In Windows 8 release the Windows Driver Kit (WDK) and Debugging Tools for Windows are integrated into Visual Studio. Most of the tools you need for coding, building, packaging, testing, debugging, and deploying a driver are available in the Visual Studio user interface. However, there are situations in which you might need standalone versions of Debugging Tools for Windows, the Windows Symbols Packages, or the Windows SDK.
The Debugging Tools for Windows documentation describes six debugging environments: Visual Studio, WinDbg, KD, NTKD, CDB, and NTSD. For descriptions of the different environments, see Debugging Environments. The documentation also describes additional debugging tools and various debugging techniques.
These Microsoft debuggers are capable of running on computers with x86-based, or x64-based processors. The debuggers can debug the Windows operating system, drivers, services, and applications.
When applications, libraries, drivers, or operating systems are linked, the linker that creates the .exe and .dll files also creates a number of additional files known as symbol files.

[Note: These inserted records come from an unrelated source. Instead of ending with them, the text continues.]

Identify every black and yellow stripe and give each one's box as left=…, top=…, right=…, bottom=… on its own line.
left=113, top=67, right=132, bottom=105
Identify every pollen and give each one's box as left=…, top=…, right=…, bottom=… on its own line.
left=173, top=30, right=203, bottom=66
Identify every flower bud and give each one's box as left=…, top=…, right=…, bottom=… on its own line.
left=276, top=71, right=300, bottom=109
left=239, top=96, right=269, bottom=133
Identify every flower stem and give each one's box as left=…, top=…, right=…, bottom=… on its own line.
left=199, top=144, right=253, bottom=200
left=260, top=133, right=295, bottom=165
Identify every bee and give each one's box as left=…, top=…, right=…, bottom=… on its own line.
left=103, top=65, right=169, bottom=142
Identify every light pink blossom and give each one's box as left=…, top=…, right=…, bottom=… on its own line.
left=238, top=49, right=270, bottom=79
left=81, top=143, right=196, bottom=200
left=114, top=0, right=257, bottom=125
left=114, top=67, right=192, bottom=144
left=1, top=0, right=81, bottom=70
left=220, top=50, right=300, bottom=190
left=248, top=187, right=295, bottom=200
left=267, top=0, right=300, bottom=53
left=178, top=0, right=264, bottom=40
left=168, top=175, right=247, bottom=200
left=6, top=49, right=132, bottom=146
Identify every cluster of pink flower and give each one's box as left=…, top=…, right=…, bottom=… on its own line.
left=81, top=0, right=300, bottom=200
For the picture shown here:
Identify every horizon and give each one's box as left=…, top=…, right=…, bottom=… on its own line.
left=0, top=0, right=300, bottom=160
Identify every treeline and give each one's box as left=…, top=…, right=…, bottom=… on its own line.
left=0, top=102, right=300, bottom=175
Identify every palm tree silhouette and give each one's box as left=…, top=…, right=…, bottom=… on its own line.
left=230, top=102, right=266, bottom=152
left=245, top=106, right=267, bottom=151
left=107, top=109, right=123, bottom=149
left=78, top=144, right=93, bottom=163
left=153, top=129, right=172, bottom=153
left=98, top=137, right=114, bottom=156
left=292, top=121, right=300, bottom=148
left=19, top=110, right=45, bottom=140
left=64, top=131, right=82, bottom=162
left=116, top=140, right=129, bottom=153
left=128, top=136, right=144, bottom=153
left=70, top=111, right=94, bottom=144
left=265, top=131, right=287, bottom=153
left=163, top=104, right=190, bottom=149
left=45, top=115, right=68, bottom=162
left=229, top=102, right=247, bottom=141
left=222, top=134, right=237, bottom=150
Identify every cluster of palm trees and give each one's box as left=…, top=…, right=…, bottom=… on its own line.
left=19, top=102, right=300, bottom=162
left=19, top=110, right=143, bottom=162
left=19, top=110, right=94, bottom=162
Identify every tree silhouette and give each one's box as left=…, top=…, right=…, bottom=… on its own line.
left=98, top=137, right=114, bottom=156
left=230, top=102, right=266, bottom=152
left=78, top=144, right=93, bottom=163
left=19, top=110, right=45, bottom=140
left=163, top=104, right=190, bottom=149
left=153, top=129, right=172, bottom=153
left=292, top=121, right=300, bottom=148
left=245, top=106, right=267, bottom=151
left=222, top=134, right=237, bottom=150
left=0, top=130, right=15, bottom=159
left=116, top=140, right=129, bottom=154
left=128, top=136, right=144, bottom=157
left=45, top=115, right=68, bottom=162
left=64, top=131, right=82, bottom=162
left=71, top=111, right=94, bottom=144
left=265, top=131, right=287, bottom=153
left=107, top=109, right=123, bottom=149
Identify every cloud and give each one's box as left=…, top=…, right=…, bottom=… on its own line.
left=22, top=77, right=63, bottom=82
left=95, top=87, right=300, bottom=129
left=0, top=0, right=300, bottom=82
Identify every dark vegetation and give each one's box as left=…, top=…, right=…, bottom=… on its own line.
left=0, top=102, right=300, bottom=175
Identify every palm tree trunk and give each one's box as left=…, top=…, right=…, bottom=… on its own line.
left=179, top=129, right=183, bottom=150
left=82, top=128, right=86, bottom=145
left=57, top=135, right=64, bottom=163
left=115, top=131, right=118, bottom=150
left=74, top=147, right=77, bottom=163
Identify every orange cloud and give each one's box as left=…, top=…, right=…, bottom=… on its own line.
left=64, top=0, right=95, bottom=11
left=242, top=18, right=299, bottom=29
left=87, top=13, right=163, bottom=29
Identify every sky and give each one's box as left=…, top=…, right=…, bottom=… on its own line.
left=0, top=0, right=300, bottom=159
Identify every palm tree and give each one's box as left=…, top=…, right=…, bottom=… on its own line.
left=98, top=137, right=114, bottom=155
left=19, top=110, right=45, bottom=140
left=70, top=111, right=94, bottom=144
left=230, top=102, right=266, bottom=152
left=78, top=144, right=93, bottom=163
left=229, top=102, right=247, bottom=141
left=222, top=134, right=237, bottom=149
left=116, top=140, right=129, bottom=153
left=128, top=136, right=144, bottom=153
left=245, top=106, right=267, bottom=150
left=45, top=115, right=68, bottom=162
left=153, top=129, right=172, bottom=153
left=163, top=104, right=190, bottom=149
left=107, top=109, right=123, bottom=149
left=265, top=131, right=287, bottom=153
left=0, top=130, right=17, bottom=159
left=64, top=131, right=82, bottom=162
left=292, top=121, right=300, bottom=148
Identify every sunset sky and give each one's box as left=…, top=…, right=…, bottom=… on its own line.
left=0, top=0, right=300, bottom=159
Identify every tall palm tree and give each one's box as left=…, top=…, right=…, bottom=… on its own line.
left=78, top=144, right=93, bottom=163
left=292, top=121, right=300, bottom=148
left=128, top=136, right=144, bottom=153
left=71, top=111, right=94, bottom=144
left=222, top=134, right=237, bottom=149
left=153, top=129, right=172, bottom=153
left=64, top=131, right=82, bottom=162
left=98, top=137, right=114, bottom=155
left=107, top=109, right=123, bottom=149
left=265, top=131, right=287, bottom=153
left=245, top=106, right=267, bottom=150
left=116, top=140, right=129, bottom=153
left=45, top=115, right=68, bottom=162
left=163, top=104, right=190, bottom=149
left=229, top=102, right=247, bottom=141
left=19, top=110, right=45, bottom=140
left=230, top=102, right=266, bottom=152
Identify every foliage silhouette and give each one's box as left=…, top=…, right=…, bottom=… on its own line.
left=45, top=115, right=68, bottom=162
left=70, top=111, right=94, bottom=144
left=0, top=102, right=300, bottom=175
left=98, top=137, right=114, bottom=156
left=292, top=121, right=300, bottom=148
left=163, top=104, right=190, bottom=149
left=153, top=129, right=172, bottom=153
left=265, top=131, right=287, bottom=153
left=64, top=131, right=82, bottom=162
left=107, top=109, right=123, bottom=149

Symbol files hold a variety of data which are not actually needed when running the binaries, but which could be very useful in the debugging process.
If you want the entire set of symbols for Windows 8, Windows Server 2012, Windows 7, Windows Server 2008 R2, Windows Server 2008, Windows Vista, Windows Server 2003, Windows XP, or Windows 2000, then you can download a symbol package and install it on your computer.
With Windows Remote Debugging (WRD) client, developers from Microsoft and third-party companies can collaborate to debug kernel-mode failures using the Kernel Debugger (KD). By using WRD, you can host a KD session from your location that Microsoft or any other authorized company can join remotely over the internet to help you debug kernel-mode issues.
To use WRD, you will need to be a registered partner on the Hardware Development Dashboard.
To learn more about how to sign up and use this tool:
The Windows SDK for Windows 8 is included with Visual Studio 2012. Microsoft encourages you to use Visual Studio 2012 as your development environment. However, if you do not use Visual Studio 2012, you can get a standalone version of the Windows SDK.